Intervention Thresholds
In general, there are two main approaches. Thus, many guidelines use fixed probability thresholds as intervention thresholds, applied to both sexes and irrespective of age. This approach used in USA and Canada incorporates a 20% FRAX 10-year probability of a major osteoporotic fracture as the intervention threshold. The second approach is to use age-dependent thresholds, as espoused by European guidance from the International Osteoporosis Foundation and European Society for Clinical and Economic Aspects of Osteoporosis, Osteoarthritis and Musculoskeletal Diseases, and incorporated in other country-specific recommendations. Finally, there are countries that used hybrid thresholds, i.e., a combination of age-dependent thresholds and fixed thresholds.
Age-Dependent Thresholds
Age-dependent thresholds, as espoused by the European guidance, are incorporated in recommendations from the UK National Osteoporosis Guideline Group (NOGG), representing the first national guideline to adopt this approach shortly after FRAX was introduced.
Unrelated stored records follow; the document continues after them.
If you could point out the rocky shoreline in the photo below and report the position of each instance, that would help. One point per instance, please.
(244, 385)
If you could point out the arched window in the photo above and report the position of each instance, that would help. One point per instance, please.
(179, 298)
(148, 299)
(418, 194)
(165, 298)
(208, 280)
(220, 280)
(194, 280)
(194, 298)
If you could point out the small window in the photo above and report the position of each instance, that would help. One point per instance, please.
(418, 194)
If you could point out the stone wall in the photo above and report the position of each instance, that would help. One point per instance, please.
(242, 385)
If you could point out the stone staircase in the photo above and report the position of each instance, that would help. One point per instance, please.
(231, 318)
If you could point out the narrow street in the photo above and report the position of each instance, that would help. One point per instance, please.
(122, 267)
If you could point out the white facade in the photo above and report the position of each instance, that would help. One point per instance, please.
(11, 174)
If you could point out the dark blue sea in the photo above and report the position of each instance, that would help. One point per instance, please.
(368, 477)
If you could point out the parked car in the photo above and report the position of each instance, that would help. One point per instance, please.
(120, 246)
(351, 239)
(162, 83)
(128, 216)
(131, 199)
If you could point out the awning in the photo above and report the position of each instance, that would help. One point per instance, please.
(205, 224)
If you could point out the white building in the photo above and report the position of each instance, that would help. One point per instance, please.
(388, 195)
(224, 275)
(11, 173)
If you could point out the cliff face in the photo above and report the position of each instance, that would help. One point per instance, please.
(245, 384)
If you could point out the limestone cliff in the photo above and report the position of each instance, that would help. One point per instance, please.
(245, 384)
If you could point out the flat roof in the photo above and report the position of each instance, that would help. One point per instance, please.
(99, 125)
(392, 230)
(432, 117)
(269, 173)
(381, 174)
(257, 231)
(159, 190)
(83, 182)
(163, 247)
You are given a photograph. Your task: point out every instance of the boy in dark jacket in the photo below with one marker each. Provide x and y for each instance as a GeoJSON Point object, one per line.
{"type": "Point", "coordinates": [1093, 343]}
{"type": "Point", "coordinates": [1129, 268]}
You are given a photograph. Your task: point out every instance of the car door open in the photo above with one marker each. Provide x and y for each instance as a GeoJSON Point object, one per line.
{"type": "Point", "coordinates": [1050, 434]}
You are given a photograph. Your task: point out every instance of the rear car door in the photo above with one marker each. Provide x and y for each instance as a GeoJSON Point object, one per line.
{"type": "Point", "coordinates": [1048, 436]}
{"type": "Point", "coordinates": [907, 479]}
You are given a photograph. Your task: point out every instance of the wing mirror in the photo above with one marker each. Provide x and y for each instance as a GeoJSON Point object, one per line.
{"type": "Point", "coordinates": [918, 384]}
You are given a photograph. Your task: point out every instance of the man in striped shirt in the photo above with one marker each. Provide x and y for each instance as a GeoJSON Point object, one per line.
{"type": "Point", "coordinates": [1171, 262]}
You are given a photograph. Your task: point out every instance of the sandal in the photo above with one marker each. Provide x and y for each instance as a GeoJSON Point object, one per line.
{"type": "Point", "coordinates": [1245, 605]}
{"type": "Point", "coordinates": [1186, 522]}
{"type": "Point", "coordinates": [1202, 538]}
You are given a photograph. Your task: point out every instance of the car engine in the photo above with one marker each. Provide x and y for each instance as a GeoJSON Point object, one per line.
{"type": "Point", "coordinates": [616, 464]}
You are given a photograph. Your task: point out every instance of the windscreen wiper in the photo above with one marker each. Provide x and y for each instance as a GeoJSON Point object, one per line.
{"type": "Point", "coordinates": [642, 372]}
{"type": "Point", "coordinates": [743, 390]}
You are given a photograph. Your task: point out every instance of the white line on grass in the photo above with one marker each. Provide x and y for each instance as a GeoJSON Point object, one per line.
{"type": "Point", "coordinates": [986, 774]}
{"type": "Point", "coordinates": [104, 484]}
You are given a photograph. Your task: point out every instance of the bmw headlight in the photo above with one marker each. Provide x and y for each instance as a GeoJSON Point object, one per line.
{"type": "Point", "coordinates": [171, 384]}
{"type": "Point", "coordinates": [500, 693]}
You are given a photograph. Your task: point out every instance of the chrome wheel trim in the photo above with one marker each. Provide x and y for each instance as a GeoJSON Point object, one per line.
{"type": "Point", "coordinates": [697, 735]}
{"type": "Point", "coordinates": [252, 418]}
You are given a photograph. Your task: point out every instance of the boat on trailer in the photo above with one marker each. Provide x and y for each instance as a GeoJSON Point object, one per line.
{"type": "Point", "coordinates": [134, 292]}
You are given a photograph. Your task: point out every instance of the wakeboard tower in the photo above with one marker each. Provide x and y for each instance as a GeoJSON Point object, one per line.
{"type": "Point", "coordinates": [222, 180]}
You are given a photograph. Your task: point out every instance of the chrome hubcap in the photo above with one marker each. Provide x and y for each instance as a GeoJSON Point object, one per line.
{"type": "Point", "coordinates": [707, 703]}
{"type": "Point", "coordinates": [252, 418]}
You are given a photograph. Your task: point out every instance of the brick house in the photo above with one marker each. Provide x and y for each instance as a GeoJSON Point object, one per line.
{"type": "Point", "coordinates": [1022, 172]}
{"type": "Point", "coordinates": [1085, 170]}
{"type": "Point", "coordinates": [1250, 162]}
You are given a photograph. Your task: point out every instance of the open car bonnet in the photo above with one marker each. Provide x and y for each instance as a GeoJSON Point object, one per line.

Prior to the NOGG guidance, the Royal College of Physicians (RCP) guidance recommended the use of BMD as the basis for intervention in postmenopausal women without fracture. The notion that postmenopausal women with a prior fragility fracture should be considered for treatment without the need for a BMD measurement remains a key recommendation. Indeed, the probability of future fracture at any particular age conferred by a prior fracture, with average body mass index and no other risk factors considered, is set as the intervention threshold in the NOGG approach, as proposed through the European guidance. The intervention threshold for women was also applied to men, since the effectiveness and cost-effectiveness of interventions are generally similar to that in women for equivalent risk. Definition of the intervention threshold also informs the setting of assessment thresholds.